Some investors would argue that a company like Enbridge (TSX:ENB), which has had a dividend yield as high as double-digit territory during market-wide selloffs, is the furthest thing from a truly “safe” security.
That’s a fair assessment, given the traditional level of volatility in key sectors, including energy.
However, I’ve long viewed Enbridge as among the safest dividend stocks in the market. Like many investors seeking both up-front yield today and dividend growth over time, there’s reason to believe that Enbridge can continue on its growth path, and potentially continue to increase its growth rate over time.
Let’s dive into why this dividend stock, which yields nearly 6% at the time of writing, is worth buying.
Dividend stability could be in greater demand
What many investors really want right now isn’t the flashiest yields. Bonds and other fixed-income securities can provide yields of nearly 5% right now, depending on how far out on the yield curve investors want to go.

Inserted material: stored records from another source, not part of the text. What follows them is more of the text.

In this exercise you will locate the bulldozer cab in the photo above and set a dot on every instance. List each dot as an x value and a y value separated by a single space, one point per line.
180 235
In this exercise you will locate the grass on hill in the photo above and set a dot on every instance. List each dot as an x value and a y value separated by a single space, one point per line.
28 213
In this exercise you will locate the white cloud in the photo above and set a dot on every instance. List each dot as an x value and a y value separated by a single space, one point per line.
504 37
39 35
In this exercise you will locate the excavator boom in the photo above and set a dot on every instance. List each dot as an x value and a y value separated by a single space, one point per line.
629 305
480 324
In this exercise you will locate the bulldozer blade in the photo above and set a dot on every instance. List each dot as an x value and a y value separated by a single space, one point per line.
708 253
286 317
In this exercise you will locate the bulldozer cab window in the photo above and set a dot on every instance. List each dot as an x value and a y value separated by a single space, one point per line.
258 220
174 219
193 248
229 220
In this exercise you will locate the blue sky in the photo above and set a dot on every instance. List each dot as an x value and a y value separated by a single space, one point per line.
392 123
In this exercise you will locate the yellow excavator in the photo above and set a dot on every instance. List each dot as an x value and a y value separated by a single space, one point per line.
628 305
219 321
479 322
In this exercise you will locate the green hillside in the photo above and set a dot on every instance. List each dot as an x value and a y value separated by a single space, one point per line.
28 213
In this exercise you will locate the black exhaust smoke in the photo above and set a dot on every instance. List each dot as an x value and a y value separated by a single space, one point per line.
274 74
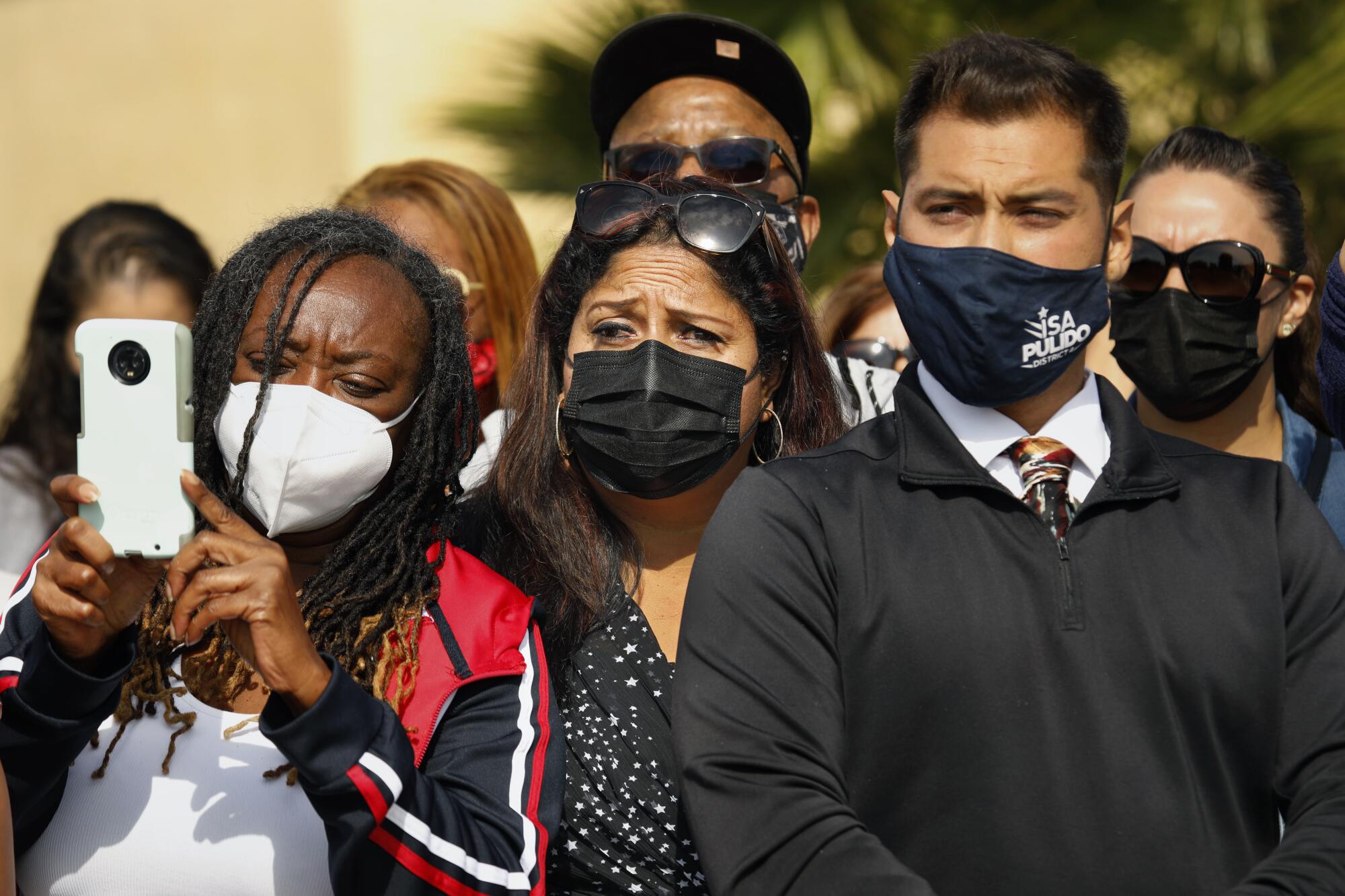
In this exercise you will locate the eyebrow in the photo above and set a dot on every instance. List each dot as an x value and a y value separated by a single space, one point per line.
352 357
1019 198
688 311
613 304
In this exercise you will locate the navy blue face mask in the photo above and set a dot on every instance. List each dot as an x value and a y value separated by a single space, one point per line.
992 327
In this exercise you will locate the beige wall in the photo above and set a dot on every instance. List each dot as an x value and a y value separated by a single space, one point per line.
232 114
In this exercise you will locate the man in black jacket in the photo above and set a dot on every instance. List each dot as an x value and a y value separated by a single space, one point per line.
1005 639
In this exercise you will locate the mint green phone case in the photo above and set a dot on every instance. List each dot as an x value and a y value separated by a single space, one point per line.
137 434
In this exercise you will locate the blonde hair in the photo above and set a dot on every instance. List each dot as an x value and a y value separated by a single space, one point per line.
482 216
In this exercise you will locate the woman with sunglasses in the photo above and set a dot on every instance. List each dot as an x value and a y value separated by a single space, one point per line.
670 346
1217 321
861 322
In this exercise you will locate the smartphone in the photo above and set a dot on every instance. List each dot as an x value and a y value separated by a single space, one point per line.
137 432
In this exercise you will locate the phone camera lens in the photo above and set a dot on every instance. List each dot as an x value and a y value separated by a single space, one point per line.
130 362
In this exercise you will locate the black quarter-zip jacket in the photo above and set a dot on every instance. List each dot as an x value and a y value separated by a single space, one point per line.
892 680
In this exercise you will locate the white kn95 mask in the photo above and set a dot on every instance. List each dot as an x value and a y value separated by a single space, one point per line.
313 456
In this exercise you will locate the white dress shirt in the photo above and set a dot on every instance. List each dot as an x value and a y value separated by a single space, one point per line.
987 434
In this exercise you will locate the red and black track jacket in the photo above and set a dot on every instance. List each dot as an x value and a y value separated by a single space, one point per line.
459 795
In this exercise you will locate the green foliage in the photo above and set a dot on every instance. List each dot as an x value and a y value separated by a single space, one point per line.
1270 71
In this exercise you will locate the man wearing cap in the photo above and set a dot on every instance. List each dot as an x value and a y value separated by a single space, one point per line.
708 96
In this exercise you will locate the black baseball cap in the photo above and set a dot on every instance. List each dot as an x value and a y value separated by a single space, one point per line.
683 44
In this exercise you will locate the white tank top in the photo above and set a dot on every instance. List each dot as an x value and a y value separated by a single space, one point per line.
212 826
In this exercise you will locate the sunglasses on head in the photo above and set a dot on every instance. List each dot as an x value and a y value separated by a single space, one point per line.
876 353
707 220
465 284
742 162
1221 272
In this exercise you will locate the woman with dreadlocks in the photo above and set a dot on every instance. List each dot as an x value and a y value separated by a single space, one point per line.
302 635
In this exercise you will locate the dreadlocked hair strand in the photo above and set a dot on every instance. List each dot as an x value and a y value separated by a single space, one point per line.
365 603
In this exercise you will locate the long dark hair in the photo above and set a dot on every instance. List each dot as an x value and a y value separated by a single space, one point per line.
369 594
112 241
539 518
1198 149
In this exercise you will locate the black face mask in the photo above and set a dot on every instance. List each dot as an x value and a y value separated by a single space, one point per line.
654 421
1191 360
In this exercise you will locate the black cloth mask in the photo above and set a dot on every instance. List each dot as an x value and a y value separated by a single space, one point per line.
654 421
1191 360
993 329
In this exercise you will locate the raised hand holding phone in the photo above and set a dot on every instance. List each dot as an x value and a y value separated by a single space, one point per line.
251 594
85 594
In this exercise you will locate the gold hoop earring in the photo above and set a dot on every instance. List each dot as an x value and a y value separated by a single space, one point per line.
560 444
779 447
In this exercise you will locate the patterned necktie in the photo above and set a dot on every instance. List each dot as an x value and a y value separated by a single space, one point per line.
1044 466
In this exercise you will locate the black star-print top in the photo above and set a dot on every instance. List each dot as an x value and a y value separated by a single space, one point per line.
622 829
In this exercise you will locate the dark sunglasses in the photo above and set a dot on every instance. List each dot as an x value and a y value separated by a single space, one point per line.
1222 272
876 353
742 162
709 221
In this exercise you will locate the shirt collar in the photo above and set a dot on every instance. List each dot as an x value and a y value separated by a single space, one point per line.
987 434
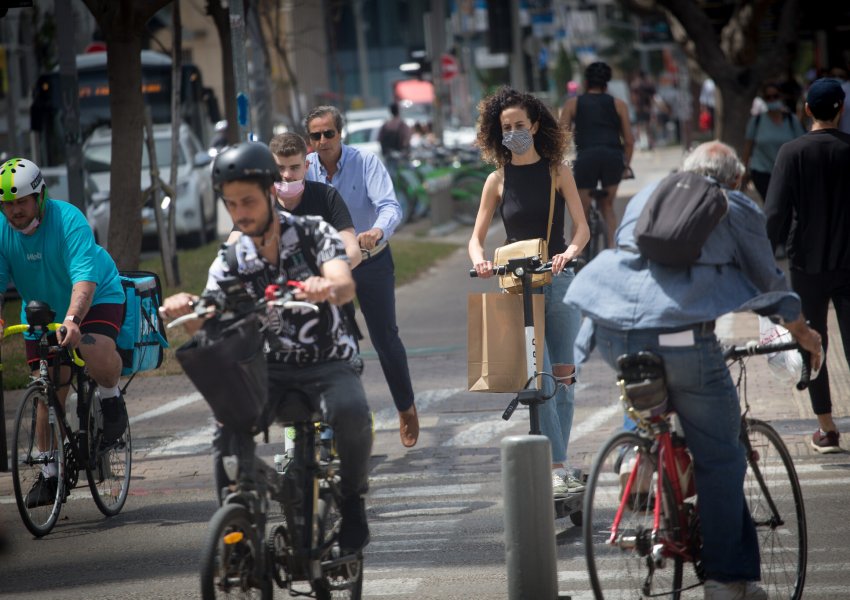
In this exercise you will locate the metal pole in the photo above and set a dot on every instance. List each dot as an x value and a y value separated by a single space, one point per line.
529 518
70 103
438 46
14 79
240 68
362 57
517 56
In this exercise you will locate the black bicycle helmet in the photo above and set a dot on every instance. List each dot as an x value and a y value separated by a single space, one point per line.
597 74
247 160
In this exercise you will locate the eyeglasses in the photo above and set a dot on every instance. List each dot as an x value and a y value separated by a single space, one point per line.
328 133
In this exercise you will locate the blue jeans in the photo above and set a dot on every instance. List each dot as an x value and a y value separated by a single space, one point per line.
375 279
562 324
702 393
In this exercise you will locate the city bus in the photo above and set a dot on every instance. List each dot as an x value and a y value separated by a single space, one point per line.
47 116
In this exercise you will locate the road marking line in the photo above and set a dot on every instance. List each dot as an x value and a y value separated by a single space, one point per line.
427 491
168 407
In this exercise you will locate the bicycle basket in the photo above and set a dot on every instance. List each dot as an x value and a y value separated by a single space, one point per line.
229 369
642 380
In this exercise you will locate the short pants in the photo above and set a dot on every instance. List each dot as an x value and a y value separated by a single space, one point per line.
601 163
103 319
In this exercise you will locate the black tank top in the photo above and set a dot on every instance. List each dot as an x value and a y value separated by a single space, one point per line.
525 205
596 122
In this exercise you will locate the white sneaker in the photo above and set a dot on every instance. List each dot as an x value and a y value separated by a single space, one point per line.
560 488
734 590
574 484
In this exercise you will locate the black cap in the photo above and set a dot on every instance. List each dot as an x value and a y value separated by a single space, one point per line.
825 97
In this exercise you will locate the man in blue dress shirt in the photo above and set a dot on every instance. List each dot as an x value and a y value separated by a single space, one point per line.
367 189
634 304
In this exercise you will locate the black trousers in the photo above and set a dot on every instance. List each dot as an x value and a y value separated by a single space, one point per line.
816 290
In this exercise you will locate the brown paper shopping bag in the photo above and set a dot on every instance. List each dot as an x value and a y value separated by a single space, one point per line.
496 341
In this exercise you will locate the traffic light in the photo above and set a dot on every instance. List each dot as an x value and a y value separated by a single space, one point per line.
499 37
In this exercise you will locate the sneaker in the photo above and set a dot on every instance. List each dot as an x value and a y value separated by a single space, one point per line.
574 484
826 442
114 418
354 529
559 483
735 590
42 492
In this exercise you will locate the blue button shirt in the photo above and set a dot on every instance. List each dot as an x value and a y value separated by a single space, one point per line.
621 290
365 186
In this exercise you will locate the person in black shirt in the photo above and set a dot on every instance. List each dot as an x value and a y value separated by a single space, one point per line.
807 209
603 139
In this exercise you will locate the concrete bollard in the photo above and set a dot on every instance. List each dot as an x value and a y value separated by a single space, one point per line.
529 518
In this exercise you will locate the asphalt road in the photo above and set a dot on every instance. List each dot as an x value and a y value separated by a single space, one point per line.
435 511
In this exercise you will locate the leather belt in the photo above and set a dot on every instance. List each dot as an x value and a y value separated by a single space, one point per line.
367 254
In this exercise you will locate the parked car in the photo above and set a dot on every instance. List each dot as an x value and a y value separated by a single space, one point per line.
364 135
196 207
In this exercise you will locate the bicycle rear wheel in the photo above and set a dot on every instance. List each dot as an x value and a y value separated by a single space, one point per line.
39 498
108 466
341 579
624 568
771 477
230 557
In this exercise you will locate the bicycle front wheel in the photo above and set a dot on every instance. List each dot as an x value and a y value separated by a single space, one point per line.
231 556
341 580
39 496
775 500
108 466
622 566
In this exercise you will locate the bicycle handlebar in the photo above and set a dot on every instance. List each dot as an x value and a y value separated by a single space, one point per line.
275 296
23 328
753 348
576 263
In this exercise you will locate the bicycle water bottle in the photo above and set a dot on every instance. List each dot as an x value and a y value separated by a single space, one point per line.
684 466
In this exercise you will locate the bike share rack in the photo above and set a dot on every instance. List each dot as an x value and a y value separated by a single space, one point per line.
526 466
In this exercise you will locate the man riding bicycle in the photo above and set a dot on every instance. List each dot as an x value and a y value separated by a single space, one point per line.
309 351
48 249
636 304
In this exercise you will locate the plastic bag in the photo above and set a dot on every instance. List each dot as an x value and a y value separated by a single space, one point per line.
786 366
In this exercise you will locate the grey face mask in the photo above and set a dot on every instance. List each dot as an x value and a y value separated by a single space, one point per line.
518 141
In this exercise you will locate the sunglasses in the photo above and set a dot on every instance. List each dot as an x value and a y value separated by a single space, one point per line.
328 133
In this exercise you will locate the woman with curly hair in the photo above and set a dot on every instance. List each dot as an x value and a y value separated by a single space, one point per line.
518 134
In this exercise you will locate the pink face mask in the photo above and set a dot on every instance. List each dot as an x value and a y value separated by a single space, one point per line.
288 189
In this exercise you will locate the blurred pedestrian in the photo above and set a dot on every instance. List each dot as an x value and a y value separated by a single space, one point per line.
807 209
518 134
765 134
603 139
367 190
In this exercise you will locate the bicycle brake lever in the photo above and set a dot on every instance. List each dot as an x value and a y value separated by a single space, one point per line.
511 408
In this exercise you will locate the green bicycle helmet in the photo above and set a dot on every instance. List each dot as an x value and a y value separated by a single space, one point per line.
20 177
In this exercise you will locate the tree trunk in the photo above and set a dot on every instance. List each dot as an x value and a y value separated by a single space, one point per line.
127 106
733 112
221 17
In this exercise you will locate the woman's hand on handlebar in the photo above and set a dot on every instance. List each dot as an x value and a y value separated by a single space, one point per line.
561 261
69 335
315 289
483 269
809 340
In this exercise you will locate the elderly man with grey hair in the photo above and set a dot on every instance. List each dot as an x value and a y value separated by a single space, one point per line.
632 304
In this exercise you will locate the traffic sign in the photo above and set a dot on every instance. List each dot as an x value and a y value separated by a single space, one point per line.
448 67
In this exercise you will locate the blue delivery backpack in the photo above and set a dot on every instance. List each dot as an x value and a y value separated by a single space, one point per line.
141 340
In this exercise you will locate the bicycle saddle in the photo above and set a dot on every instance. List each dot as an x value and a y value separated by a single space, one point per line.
39 314
295 406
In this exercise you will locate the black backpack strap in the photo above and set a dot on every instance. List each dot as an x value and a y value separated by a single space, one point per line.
230 259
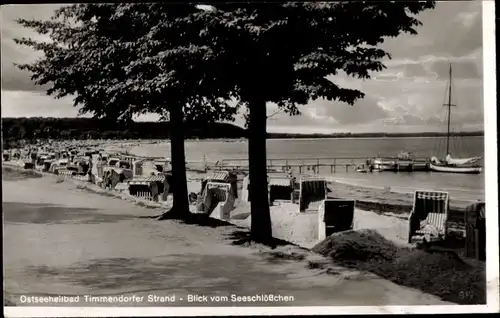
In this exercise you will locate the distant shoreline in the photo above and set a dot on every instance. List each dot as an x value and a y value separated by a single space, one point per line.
16 129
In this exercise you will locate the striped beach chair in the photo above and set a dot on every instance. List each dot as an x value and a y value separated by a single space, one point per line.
428 219
218 200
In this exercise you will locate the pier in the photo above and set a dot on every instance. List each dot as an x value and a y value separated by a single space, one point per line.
312 165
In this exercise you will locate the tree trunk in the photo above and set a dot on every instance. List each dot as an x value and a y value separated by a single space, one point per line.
261 220
180 208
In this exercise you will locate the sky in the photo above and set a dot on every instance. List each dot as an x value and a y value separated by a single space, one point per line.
405 97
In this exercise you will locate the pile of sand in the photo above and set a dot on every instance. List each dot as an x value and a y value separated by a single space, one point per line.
355 246
443 274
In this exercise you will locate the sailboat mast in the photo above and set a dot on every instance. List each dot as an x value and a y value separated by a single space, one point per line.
449 116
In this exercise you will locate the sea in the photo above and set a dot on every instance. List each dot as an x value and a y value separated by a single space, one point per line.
355 150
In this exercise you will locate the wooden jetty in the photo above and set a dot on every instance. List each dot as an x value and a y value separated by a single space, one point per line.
302 165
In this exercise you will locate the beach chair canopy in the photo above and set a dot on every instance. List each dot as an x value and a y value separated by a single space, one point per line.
426 202
429 215
281 182
220 176
474 212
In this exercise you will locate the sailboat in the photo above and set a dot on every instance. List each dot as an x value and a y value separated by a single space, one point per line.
449 164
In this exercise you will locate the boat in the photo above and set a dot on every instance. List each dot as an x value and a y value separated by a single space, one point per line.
449 164
362 169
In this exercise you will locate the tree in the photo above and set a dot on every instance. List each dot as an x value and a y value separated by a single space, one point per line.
110 57
285 52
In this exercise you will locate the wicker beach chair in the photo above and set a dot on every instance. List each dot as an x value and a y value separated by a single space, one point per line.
311 190
428 218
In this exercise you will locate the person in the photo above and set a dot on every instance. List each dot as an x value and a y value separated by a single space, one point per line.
90 170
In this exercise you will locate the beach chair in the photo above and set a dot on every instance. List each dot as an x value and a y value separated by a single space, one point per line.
280 188
428 218
218 200
335 215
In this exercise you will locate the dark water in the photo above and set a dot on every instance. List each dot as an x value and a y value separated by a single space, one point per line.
307 150
324 148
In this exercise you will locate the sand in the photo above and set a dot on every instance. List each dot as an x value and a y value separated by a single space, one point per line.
59 239
302 228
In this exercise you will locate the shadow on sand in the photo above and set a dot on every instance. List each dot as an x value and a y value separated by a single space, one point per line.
37 213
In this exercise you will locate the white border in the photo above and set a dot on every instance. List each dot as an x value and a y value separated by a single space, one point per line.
492 269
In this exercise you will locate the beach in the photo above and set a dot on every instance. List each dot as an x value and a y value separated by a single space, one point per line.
61 238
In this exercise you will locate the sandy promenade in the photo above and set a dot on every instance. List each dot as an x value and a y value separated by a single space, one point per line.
59 240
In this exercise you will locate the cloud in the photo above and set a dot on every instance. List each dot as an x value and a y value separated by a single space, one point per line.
406 96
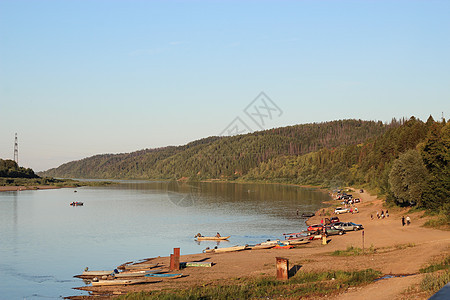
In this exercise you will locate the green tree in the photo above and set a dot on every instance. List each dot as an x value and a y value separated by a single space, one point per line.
408 178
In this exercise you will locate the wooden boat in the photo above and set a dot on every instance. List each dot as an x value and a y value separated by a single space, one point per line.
283 246
97 273
138 266
196 264
135 273
223 250
118 282
298 242
259 246
308 215
164 275
273 243
212 238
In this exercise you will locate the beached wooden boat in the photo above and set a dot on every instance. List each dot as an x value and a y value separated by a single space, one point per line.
308 215
283 246
118 282
97 273
273 243
196 264
212 238
298 242
141 266
223 250
136 273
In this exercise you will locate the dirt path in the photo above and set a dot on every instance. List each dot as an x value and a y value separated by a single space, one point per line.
400 250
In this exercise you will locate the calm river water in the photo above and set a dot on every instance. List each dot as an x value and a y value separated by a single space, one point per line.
45 241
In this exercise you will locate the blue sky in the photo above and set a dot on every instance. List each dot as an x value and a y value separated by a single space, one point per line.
79 78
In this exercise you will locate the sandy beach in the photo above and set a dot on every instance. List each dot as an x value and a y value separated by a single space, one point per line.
400 251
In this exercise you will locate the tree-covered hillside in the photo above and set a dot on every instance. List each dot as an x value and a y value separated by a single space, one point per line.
408 164
10 169
224 157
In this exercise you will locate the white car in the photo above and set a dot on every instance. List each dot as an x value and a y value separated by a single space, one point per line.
341 210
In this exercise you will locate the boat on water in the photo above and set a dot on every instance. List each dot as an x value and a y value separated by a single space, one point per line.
119 282
223 250
212 238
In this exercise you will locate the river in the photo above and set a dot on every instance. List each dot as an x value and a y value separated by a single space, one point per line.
45 241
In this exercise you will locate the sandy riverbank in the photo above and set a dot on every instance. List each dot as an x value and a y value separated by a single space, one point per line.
400 250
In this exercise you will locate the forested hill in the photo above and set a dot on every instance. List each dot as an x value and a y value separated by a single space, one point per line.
10 169
224 157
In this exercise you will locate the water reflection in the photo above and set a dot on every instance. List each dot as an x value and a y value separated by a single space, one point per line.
45 241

Rather, it’s more about dividend stability than anything else. Enbridge’s existing yield of right around 5.9% is about as high as many investors will want to go (on the stability front), with yields in excess of this level generally perceived to be reserved for companies that have greater underlying risk of a dividend cut or requirement for debt raises on the horizon.
With a 3% dividend increase in March of this year, Enbridge has also shown the market that the company is on the right fiscal track. Investors appear to be buying into the narrative that the company’s nearly three-decade-long dividend increase track record is robust. I tend to agree.
Strong fundamentals
The other piece of the confidence narrative around a company like Enbridge and its ability to not only sustain (but raise) its dividend over time comes down to the company’s underlying financial stability.
On this front, Enbridge remains one of the best dividend stocks to consider in my view. Given the company’s core business model of providing a rather incredible network of pipelines across North America, investors benefit from very stable cash flow growth over time. The company has seen its revenue surge more than 30% on a year-over-year basis this past quarter, with net income growing at a 16% clip.
In that context, a 3% increase does seem relatively muted. But with Enbridge’s management team continuing to focus on paying down debt, and the company’s cash flow profile improving, Enbridge’s solid balance sheet should prompt more buyers seeking yield to consider this name. That’s what I’m banking on, making this a total return stock I think is worth owning right now.